Ship Diesel Engine Fault Diagnosis Using Data Science and Machine Learning

Abstract

One of the most important elements of the reliability structure of a motor vessel is its power subsystem, with the most crucial component being the engine. An engine failure excludes the ship from operation or significantly limits its operation. Therefore, accurate fault diagnosis should be a crucial issue for modern maintenance strategies. In mechanical engineering, the vibration and acoustic signals recorded during the operation of the device are the most meaningful data used to identify the reliability state. In this paper, a novel system-oriented method of reliability state identification is proposed. The method consists of the analysis of the vibration and noise signals collected on each of the engine cylinders using supervised machine learning. The main novelty of this method is data augmentation application and SVM classifier implementation. Due to these aspects, the method becomes robust in the case of poor-quality data or a limited and incomplete learning dataset. The quality of the proposed identification method was evaluated by addressing a new industrial issue (Sulzer 6AL20/24 marine engine reliability state identification).
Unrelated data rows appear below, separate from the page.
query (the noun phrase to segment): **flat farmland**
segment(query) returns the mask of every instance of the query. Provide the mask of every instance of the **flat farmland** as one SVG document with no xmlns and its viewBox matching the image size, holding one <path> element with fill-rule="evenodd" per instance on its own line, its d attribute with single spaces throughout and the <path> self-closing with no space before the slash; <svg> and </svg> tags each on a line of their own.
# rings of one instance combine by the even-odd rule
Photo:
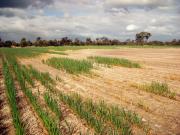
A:
<svg viewBox="0 0 180 135">
<path fill-rule="evenodd" d="M 15 56 L 12 60 L 4 53 L 1 69 L 6 63 L 13 74 L 22 132 L 180 134 L 179 48 L 47 48 L 35 56 Z M 6 82 L 5 73 L 1 79 Z M 6 93 L 3 81 L 0 88 Z M 8 96 L 3 99 L 11 108 Z M 53 130 L 39 112 L 54 119 Z M 9 130 L 15 132 L 10 113 Z M 2 128 L 8 129 L 5 118 Z M 34 123 L 27 124 L 31 119 Z"/>
</svg>

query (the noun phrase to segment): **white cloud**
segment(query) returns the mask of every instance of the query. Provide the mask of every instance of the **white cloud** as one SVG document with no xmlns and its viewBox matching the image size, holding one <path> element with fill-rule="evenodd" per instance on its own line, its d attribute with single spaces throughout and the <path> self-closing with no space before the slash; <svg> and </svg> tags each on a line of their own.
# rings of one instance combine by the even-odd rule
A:
<svg viewBox="0 0 180 135">
<path fill-rule="evenodd" d="M 137 30 L 138 29 L 138 26 L 134 25 L 134 24 L 130 24 L 126 27 L 126 30 L 127 31 L 134 31 L 134 30 Z"/>
<path fill-rule="evenodd" d="M 24 36 L 29 39 L 107 36 L 126 40 L 134 39 L 137 32 L 148 31 L 153 35 L 151 39 L 166 40 L 167 35 L 178 38 L 180 16 L 176 5 L 163 3 L 162 0 L 56 0 L 54 5 L 42 9 L 0 8 L 0 37 L 19 40 Z M 149 5 L 159 7 L 149 11 L 142 8 Z M 9 12 L 14 14 L 7 16 Z"/>
</svg>

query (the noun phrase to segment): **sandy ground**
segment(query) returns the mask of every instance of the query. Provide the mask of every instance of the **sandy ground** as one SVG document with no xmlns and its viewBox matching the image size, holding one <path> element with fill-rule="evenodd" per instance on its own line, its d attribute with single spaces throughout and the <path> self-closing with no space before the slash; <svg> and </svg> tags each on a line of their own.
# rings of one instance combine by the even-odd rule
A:
<svg viewBox="0 0 180 135">
<path fill-rule="evenodd" d="M 45 54 L 37 58 L 21 59 L 22 64 L 31 64 L 42 72 L 49 72 L 55 79 L 63 81 L 57 88 L 75 91 L 94 100 L 105 100 L 117 104 L 142 116 L 149 123 L 152 134 L 180 134 L 180 49 L 123 48 L 114 50 L 86 49 L 66 51 L 69 55 Z M 70 57 L 83 59 L 87 56 L 108 56 L 128 58 L 139 62 L 141 69 L 124 67 L 96 67 L 95 75 L 70 75 L 49 67 L 41 61 L 51 57 Z M 144 92 L 132 84 L 166 82 L 177 93 L 176 100 Z"/>
</svg>

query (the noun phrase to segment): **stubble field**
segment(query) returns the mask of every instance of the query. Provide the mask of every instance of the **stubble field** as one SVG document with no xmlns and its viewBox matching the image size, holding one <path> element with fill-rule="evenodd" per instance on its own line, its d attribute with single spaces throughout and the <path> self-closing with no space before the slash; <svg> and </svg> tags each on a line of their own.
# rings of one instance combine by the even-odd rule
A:
<svg viewBox="0 0 180 135">
<path fill-rule="evenodd" d="M 2 134 L 180 134 L 179 48 L 1 52 Z"/>
</svg>

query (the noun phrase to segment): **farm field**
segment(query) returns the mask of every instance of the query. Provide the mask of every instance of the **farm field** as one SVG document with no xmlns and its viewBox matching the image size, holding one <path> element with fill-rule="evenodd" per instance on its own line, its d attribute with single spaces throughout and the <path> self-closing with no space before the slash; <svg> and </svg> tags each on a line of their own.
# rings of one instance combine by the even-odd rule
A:
<svg viewBox="0 0 180 135">
<path fill-rule="evenodd" d="M 0 133 L 180 134 L 180 48 L 0 49 Z"/>
</svg>

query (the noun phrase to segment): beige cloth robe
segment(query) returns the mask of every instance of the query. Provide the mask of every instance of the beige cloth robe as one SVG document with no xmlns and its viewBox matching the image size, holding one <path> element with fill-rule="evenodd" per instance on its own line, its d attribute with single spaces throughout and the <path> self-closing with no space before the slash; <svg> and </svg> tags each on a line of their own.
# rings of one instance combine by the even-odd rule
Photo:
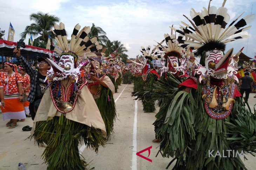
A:
<svg viewBox="0 0 256 170">
<path fill-rule="evenodd" d="M 101 79 L 101 77 L 100 79 Z M 113 83 L 112 82 L 112 81 L 111 80 L 110 80 L 109 77 L 108 77 L 108 76 L 106 75 L 103 78 L 102 81 L 105 83 L 107 86 L 108 86 L 108 88 L 110 90 L 111 90 L 111 91 L 112 91 L 112 94 L 113 95 L 114 95 L 115 94 L 115 86 L 114 86 Z M 89 82 L 92 83 L 94 82 L 93 81 L 91 81 L 91 82 Z M 96 98 L 98 98 L 100 97 L 100 95 L 93 95 L 93 98 L 96 99 Z"/>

During the tests, the efficiency of the method was analyzed in the case of a complete learning data set (all types of inability states were presented in the learning data set) and an incomplete learning data set (in the testing data set, there were new types of inability states). As a result, in both cases, a very high (100%) identification accuracy of the reliability state and the type of inability state was obtained. This is a significant increase in accuracy (4.6% for the complete and 22% for the incomplete learning data set) in comparison to the efficiency of the same method without the use of machine learning and data science.